A mariola
Estava eu a tomar, tranquilamente, o habitual refresco de tamarindo, em pé, ali no Terminal Padre Pelágio, quando um menino me pediu 30 centavos para comprar chiclete. Negrinho roliço, com a aparência de quem esbanja saúde, despertou neste cavaleiro de triste figura a maior inveja.
Além da infinita precisão de ser amado (por ela), tenho outras, muitas outras, tantas que posso incluir até chiclete entre as minhas necessidades. Ah, as necessidades de cada um...
O garoto não tinha cara de quem estivesse com fome, e sei disso porque esse tipo de cara espelhou muito em minha vida. Ele tinha lá sua vontadezinha de mascar, o que não deixa de ser necessidade.
Não propriamente como a que tive certa vez, quando arrastava a minha asma pelas ruas do Rio.
Morava num sótão na antiga Rua General Pedra, n.º 10, que pertencia a um agiota português. Repousava a cabeça romântica em edição dominical do Jornal do Brasil, estirando a carcaça em folhas impressas espalhadas pelo assoalho.
Mas não, não vou me estender neste papo miserável. Sem falar que pode surgir alguém para dizer que plagio o norueguês Knut Hamsun, que escreveu um livro chamado Fome. (Quando, anos mais tarde, li a tradução de Carlos Drummond de Andrade, feita sobre texto em francês, me senti roubado.)
Bem. Vou falar um pouquinho da mariola.
Era hora do almoço e me dirigia para a mansarda. Para almoçar? Não, para me deitar e economizar energia para a jornada da tarde, olhos fechados, dor de ouvido e saudade, puta saudade de casa.
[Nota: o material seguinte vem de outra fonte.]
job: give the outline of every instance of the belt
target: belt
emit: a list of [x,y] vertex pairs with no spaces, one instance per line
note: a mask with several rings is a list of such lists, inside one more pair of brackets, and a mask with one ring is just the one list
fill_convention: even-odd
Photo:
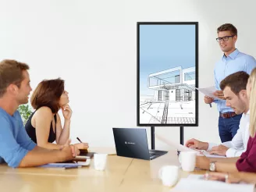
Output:
[[219,116],[222,118],[230,118],[236,116],[236,112],[219,112]]

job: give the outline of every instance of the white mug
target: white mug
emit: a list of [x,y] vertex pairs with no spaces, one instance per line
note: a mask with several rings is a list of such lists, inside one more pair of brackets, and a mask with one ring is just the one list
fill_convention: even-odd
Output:
[[196,165],[197,151],[183,151],[180,153],[179,160],[181,168],[185,172],[194,172]]
[[96,170],[102,171],[106,167],[108,154],[94,154],[94,162]]
[[158,177],[164,186],[172,187],[180,177],[180,168],[176,165],[166,165],[159,169]]

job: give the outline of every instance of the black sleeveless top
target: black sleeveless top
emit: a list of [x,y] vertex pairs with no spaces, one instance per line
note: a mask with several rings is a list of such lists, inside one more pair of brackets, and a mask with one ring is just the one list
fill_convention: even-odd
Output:
[[[25,129],[26,131],[28,134],[28,136],[31,138],[31,140],[37,144],[37,135],[36,135],[36,129],[32,126],[31,124],[31,119],[35,113],[33,112],[30,118],[28,119],[26,125],[25,125]],[[54,120],[55,122],[55,133],[53,131],[53,126],[52,123],[51,123],[51,127],[50,127],[50,133],[49,133],[49,137],[48,142],[49,143],[53,143],[56,140],[56,122],[57,122],[57,117],[56,115],[54,116]]]

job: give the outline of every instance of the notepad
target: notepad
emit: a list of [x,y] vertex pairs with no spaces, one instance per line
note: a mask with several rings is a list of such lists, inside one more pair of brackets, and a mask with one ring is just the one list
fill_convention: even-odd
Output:
[[81,167],[81,165],[76,163],[48,163],[44,165],[38,166],[40,168],[52,168],[59,169],[67,169]]

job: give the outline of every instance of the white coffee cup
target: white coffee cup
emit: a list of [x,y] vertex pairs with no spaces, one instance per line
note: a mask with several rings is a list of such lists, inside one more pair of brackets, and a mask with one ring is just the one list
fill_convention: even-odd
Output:
[[180,177],[180,168],[176,165],[166,165],[159,169],[158,177],[164,186],[172,187]]
[[180,154],[181,168],[185,172],[193,172],[196,165],[197,151],[183,151]]
[[102,171],[105,169],[107,164],[108,154],[94,154],[94,162],[96,170]]

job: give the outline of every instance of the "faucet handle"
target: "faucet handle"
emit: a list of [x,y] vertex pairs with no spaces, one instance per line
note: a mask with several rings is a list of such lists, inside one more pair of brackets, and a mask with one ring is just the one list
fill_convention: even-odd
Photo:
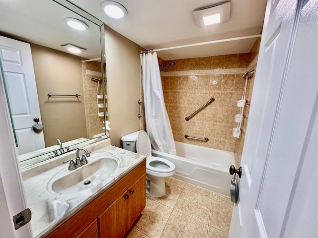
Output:
[[[65,164],[66,163],[70,162],[72,161],[72,160],[73,160],[73,159],[71,159],[71,160],[66,160],[65,161],[63,161],[62,163],[63,164]],[[73,162],[74,162],[74,161],[73,161]]]
[[[89,154],[88,154],[88,155],[87,156],[89,156]],[[88,162],[87,161],[87,160],[86,159],[85,155],[82,155],[81,159],[80,160],[80,163],[82,165],[86,165],[87,163],[88,163]]]

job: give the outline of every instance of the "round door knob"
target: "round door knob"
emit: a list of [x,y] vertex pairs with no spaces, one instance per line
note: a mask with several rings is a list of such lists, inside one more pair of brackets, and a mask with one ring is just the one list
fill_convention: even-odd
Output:
[[234,174],[238,174],[238,177],[240,178],[242,176],[242,167],[241,166],[238,169],[236,169],[234,165],[231,165],[230,167],[230,174],[234,175]]

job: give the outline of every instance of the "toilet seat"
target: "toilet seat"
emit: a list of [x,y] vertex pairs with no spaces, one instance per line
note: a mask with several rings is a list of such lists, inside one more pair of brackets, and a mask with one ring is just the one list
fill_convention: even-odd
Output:
[[[152,164],[156,161],[159,162],[156,164],[157,166],[154,166],[154,165]],[[163,158],[151,156],[147,158],[146,168],[154,172],[169,173],[175,170],[175,166],[168,160]]]
[[[156,175],[156,173],[162,173],[161,176],[163,176],[163,173],[175,173],[175,166],[172,162],[163,158],[153,156],[151,153],[151,143],[148,137],[148,135],[144,130],[139,132],[137,135],[136,142],[137,152],[147,156],[146,168],[148,173],[151,173]],[[158,163],[156,163],[158,161]],[[171,175],[173,175],[171,174]],[[170,176],[170,175],[169,175]]]

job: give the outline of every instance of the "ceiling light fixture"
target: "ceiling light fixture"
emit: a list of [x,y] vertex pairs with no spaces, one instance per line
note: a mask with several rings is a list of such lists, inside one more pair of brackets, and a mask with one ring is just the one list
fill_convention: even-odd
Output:
[[64,18],[64,21],[72,28],[83,31],[88,28],[88,26],[84,22],[76,18],[67,17]]
[[127,10],[124,6],[116,1],[104,1],[100,4],[100,7],[108,16],[113,18],[122,18],[127,14]]
[[82,48],[79,46],[76,46],[72,44],[67,44],[66,45],[62,45],[62,46],[64,49],[66,49],[70,52],[74,54],[80,54],[84,52],[87,50],[86,49]]
[[231,2],[224,2],[196,10],[193,11],[193,16],[198,26],[204,27],[229,21],[230,9]]

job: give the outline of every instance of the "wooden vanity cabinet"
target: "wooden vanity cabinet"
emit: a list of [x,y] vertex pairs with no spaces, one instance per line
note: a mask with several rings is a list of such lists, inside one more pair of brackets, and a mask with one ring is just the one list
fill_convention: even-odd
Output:
[[145,206],[146,160],[46,237],[122,238]]
[[84,230],[76,237],[76,238],[98,238],[98,228],[97,220],[93,222],[85,228]]
[[100,238],[122,238],[146,206],[146,174],[97,218]]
Mas eis que, da calçada da Avenida Presidente Vargas, vi o pequeno brilho no meio da pista. Fixei os olhos naquele ponto, e os carros que passavam eram apenas vultos velozes. Fiquei parado, tenso, e comecei a procurar brecha naquele trânsito nervoso. O brilho poderia ser uma moeda.
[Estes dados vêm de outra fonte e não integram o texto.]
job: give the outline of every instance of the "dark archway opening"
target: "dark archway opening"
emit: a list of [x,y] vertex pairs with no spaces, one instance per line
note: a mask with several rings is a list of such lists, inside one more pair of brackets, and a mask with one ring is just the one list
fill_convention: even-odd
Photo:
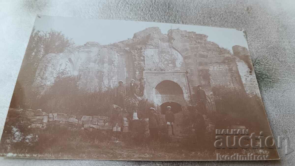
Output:
[[183,95],[182,89],[177,83],[170,80],[164,80],[156,86],[156,95]]
[[165,114],[167,110],[167,107],[171,107],[171,111],[174,113],[176,113],[182,111],[181,105],[174,102],[166,102],[161,105],[161,114]]

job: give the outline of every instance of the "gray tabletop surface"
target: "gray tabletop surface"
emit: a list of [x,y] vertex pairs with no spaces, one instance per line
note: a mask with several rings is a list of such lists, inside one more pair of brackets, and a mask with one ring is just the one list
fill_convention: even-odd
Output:
[[[37,14],[243,29],[275,139],[295,149],[295,1],[0,0],[0,134]],[[283,144],[284,145],[284,144]],[[0,157],[1,165],[283,165],[295,152],[278,149],[280,160],[127,161]]]

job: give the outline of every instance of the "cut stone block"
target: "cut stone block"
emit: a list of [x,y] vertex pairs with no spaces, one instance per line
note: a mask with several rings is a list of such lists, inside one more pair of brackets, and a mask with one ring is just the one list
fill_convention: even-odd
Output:
[[42,121],[42,122],[45,123],[47,123],[48,121],[48,116],[44,116],[43,117],[44,118],[43,118],[43,120]]
[[81,120],[82,121],[91,121],[92,120],[92,117],[89,116],[83,115],[82,116],[82,118],[81,118]]
[[90,125],[90,127],[94,128],[99,128],[99,126],[92,124]]
[[70,123],[68,124],[68,126],[69,126],[70,127],[76,127],[77,126],[77,124],[76,123]]
[[102,130],[112,130],[113,127],[112,126],[100,126],[99,129]]
[[37,112],[34,113],[35,116],[48,116],[48,114],[45,112]]
[[85,130],[86,131],[90,131],[92,132],[93,131],[93,129],[92,128],[86,128],[85,129]]
[[100,117],[100,119],[102,119],[103,120],[105,120],[108,118],[109,117],[107,116],[102,116]]
[[100,119],[100,116],[92,116],[92,120],[98,121]]
[[56,119],[56,117],[57,116],[57,113],[54,113],[52,114],[53,116],[53,121],[55,121]]
[[91,124],[96,125],[96,124],[97,124],[97,122],[98,122],[98,121],[94,121],[94,120],[92,120],[92,121],[91,121],[91,122],[90,123]]
[[68,116],[61,115],[58,115],[56,116],[56,118],[55,118],[55,120],[59,121],[67,121],[68,119]]
[[104,126],[104,123],[103,122],[98,122],[97,124],[98,126]]
[[71,123],[78,123],[78,119],[76,119],[74,118],[70,118],[68,120],[68,121]]
[[79,120],[81,120],[81,118],[82,118],[82,115],[77,115],[76,116],[76,118],[77,119],[79,119]]
[[31,119],[30,121],[31,122],[42,122],[42,119]]
[[31,128],[41,128],[42,124],[35,124],[33,123],[31,125]]
[[90,124],[91,123],[91,121],[84,121],[83,122],[83,124]]

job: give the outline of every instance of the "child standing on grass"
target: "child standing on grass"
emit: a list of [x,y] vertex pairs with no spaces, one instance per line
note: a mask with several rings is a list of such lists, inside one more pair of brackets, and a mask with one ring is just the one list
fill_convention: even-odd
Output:
[[171,107],[170,106],[167,107],[167,110],[165,114],[165,119],[167,123],[167,130],[168,130],[169,129],[169,125],[171,125],[172,135],[174,135],[174,131],[173,130],[173,125],[174,124],[175,119],[174,114],[171,111]]
[[122,126],[124,120],[120,112],[121,110],[121,107],[117,107],[111,117],[111,122],[113,125],[113,136],[118,138],[122,133]]

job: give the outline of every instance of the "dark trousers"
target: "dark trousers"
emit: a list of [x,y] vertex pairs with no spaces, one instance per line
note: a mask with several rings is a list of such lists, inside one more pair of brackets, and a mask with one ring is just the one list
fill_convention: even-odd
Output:
[[124,109],[125,107],[125,95],[124,93],[118,92],[117,93],[117,105]]
[[150,128],[150,141],[157,141],[159,137],[159,128]]
[[143,93],[145,91],[145,87],[143,86],[140,86],[139,87],[139,90],[140,91],[140,96],[143,95]]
O sol tinia em minha testa suada, no nariz queimado, no ouvido a supurar. Puxei o ar fuliginoso da avenida para o peito, que deu um forte chiado, de agradecimento ou protesto. Armei o bote. Tinha que ser uma moeda.
Vupt. Dei um pulo que nem o João do, voei pela dianteira de um carro e caí na outra faixa da pista, com a mão ávida a abafar a rodinha de metal.
O chiado agora não era do peito. Um para-choque quase tocou em meu casaco marrom (que fora de uma das irmãs). Uns três carros frearam com fúria, outros se desviaram perigosamente para evitar o engavetamento.
Eu me levantei e corri para a margem da pista de dentro. O mundo todo parecia me chamar de filho da puta, o cândido menino de dona Branca.
Quase contente, marchei rumo à Central do Brasil. Pisando nas tábuas que serviam de passeio em torno das obras do metrô, cheguei a um tabuleiro sobre que se vendiam caramelos.
Numa pilhazinha tímida, vi a cobiçada mariola. Perguntei o preço à mulher sentada em um banquinho do outro lado do tabuleiro, abri a mão e olhei para a moedinha, molhada de suor. Era aquilo. Em estado lastimável, por causa de muito pneu e asfalto. Por ela, eu estava meio envergonhado.
Com o docinho de banana no bolso, caminhei para a General Pedra, logo ali atrás da estação.
Deitei-me no chão do sótão, à fresca penumbra, e metodicamente afastei o papel transparente, expondo apenas metade da mariola. Mordi maciamente. Meu almoço. Depositei a outra metade em pequena pilha de livros. Meu jantar.
Fechei os olhos e deixei o doce dissolver-se lentamente, sugado pelo céu da boca, que doía.
Quanto custa um chiclete? Não sei. No Terminal Padre Pelágio, virei de vez a metade que me restava do refresco de tamarindo.